Célis était fortement troublé par ses paroles. Il n'arrivait pas bien à en saisir le sens.
- C'est pourtant évident, n'importe qui avec un peu de bon sens magique s'en rendrait compte. La magie instable puise l'énergie dans ton cœur pour trouver ce qu'il lui manque, mais elle ne parvient pas à le trouver. Il faut être crédule pour croire que la magie n'est que bienfaitrice. Il suffit de t'observer. Ton cœur est petit à petit gagné par la soif de pouvoir et le désir de réussir. Tu as blessé beaucoup de gens.

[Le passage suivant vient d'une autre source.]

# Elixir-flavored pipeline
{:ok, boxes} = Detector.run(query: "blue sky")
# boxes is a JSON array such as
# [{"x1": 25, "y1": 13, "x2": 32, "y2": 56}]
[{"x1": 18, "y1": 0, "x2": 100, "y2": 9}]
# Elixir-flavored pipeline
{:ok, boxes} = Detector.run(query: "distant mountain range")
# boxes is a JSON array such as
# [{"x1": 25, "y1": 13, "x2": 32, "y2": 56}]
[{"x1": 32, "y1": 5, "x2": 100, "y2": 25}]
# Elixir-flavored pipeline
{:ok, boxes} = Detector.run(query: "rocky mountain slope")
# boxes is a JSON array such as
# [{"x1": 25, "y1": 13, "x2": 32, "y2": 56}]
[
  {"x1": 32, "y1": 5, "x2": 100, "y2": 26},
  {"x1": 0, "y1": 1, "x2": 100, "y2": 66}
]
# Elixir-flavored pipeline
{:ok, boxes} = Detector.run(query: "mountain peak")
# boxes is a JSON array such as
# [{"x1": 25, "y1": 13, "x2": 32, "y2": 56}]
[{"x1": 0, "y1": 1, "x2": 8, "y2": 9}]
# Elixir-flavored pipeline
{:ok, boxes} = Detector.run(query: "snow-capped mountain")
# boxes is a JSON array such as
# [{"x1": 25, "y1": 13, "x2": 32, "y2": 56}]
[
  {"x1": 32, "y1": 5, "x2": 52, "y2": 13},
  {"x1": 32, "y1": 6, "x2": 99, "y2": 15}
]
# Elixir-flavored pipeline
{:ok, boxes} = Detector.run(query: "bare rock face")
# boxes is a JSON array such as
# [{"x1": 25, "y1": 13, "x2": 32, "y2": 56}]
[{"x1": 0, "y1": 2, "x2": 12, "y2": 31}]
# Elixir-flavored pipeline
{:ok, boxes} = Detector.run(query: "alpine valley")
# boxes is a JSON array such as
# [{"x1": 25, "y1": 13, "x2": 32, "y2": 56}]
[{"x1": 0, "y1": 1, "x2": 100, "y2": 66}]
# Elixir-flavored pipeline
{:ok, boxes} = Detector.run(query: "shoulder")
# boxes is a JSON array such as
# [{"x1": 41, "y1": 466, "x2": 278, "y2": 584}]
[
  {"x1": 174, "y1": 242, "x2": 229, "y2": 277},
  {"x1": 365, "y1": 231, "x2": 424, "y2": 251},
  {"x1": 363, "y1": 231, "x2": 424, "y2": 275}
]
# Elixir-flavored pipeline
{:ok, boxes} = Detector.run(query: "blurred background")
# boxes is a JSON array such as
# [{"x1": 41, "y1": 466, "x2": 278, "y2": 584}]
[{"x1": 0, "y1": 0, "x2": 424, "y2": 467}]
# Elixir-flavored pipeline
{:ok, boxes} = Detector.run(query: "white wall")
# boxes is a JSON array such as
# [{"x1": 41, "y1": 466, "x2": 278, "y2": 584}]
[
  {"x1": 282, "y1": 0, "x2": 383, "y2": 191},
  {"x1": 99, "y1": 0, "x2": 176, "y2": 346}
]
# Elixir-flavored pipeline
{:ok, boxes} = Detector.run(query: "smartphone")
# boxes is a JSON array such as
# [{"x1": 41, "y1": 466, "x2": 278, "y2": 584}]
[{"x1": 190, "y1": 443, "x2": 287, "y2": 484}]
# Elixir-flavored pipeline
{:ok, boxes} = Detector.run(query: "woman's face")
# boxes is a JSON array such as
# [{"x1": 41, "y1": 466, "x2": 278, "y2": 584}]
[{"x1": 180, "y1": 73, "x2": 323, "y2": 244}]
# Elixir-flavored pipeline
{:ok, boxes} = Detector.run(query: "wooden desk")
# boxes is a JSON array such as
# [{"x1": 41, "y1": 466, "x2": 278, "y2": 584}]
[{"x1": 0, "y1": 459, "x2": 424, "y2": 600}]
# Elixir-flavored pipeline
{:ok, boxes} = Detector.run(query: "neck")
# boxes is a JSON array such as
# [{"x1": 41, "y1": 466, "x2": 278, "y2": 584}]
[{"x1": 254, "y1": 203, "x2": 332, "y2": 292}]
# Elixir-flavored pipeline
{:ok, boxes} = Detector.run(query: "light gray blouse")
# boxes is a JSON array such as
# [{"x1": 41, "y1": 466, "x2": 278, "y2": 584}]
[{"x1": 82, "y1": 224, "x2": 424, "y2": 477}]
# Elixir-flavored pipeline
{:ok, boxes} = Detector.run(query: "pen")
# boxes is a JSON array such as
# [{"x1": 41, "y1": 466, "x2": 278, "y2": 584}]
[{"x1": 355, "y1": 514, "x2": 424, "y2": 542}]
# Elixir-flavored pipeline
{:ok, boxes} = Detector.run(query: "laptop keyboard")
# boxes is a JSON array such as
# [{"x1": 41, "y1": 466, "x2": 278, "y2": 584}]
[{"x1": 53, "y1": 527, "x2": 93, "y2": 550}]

- Tout ce que je fais, c'est pour rendre service à ce royaume. Je ne suis pas égoïste, se défenda-t-il.
- Si tu prêtais un peu plus attention à ta lame, tu verrais qu'elle commence à se fissurer ; elle n'est pas faite pour supporter un flux magique aussi agité. Le jour où elle se brisera, et la gemme avec, tout sera perdu, à commencer par toi.
Son visage ne laissait transparaître aucune émotion, à tel point que Célis se demanda si elle ne cherchait pas à le manipuler. Il observa prudemment sa lame et vit, en effet, de légères fissures près de la garde.
- Les animaux ne sont pas naturellement agressifs. Souviens-toi qu'ils ne se retournent que contre ce qu'ils identifient comme un danger, comme une magie instable par exemple.
Elle commença à reculer doucement, disparaissant derrière un buisson.
- Trouve les Fjerosans, eux sauront t'aider. Tu n'es pas un héro, tu crois seulement l'être.